Dans le quartier de Sanlitun à Pékin, Huang a aussi ouvert BNC (Brand New China), boutique avant-gardiste qui héberge et lance les collections de jeunes stylistes.
Telle audace est rare en Chine, surtout chez une femme. Mais Huang fut formatée par ses origines, de longue date aux plus hautes sphères intel-lectuelles du pays.Son grand-père fut ministre de l’éducation sous Chiang Kaichek, notable sous Mao – mais refusa toujours d’adhérer à tout parti. Après la révolution de ’49, son père prof de fac fit comme lui, refusant sa carte au PCC. Sa mère par contre, fut le prof d’anglais de Mao, et après son divorce, prit en secondes noces un ministre des Affaires étrangères. Hung Huang elle-même s’en tint à cette tradition familiale des grands mariages, en comptant parmi ses époux, Chen Kaige, star du cinéma.
Hung Huang naquit juste après le calamiteux « grand bond en avant». La révolution força souvent ses parents à de mystérieux exils à la campagne. Elle fut éduquée par ses grands-parents, dans une « cour carrée » traditionnelle.
Son destin bascule à l’âge de 12 ans : sa mère l’envoie à New York, avec 4 jeunes espoirs de la nomenklatura, secrètement voués à une carrière d’ambassadeur ou de ministre.

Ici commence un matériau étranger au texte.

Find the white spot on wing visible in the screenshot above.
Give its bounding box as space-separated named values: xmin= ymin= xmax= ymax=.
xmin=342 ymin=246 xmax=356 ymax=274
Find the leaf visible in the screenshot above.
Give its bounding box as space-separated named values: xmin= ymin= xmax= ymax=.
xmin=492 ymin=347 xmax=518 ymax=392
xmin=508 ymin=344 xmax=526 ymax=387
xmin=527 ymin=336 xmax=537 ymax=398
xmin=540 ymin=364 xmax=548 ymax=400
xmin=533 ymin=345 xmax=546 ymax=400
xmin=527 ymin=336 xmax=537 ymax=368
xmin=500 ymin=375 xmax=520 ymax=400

Mais l’éducation américaine la happe. Elle en reviendra à 24 ans bilingue, en grand conflit entre la subculture yankee et la morale chinoise dominante, patriotisme, service, fidélité à l’héritage antique. Elle fréquente donc les deux bords, chinois et expats, d’abord comme consultante, puis reprend en 1999 le magazine agonisant d’ un ami américain ayant tenté l’aventure de lancer un media gratuit en Chine.

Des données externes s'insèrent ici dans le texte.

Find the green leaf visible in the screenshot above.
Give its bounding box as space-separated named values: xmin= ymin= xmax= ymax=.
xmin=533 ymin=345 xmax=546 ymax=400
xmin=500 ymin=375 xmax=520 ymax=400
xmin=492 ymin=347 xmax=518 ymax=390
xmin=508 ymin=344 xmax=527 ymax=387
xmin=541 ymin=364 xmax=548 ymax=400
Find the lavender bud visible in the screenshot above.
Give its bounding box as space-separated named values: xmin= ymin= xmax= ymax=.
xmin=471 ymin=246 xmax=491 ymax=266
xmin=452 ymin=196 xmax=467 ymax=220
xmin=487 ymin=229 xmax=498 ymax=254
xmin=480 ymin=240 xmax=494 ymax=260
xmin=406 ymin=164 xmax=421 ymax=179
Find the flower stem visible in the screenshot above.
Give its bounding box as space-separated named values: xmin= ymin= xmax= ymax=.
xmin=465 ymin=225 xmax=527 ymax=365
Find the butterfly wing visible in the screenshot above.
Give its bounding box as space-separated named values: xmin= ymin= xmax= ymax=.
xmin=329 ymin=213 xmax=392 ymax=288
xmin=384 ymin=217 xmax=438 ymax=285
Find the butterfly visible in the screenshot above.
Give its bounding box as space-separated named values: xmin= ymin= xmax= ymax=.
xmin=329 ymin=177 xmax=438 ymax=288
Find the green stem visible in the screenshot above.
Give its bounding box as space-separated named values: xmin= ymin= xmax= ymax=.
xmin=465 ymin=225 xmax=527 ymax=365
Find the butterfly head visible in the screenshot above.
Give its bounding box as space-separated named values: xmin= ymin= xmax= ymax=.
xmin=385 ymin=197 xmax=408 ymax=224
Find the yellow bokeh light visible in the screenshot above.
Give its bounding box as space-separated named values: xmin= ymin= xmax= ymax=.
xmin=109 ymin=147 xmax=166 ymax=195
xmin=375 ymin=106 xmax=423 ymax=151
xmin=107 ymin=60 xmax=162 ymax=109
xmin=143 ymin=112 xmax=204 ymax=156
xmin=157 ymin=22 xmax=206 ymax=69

Aujourd’hui, Huang croit avoir réussi, en maintenant le titre à flots et en diffusant l’image d’une femme libre, dans une vie innovante.
Pour autant, Huang reste lucide sur la perte de valeurs qui ravage la Chine, et l’incapacité de ses concitoyens à communiquer et dialoguer. Ce blocage, à son avis, pourrait autant être attribué au système, qu’au passé. Rien, à ce qui lui semble, ne résume mieux cette impasse que ce meuble (cf photo) qu’elle garde précieusement chez elle : un “ershisi shi”, (二十四史), ou “armoire des 24 dynasties”. Irrégulièrement cloisonné, il contient 24 réceptacles, un par dynastie, des Qin, (亲-221-209) aux Qing (清1644-1912), chacun plein de dizaines de monographies d’empereurs, imprimées en caractères classiques De ces meubles, croit Huang, il ne resterait que 200 au plus – le reste fut brûlé dans les autodafés de la Révolution.
Pour cette artiste et femme d’affaires, l’objet d’époque Qing est son héritage, legs du grand-père. Mais il porte une signification contradictoire : il témoigne d’une culture sclérosée, peut-être même mort-née en un passé férocement autoritaire, et en tout cas stérile, puisque cet objet « de décoration » ne sort jamais ses livres, qui ne sont jamais lus.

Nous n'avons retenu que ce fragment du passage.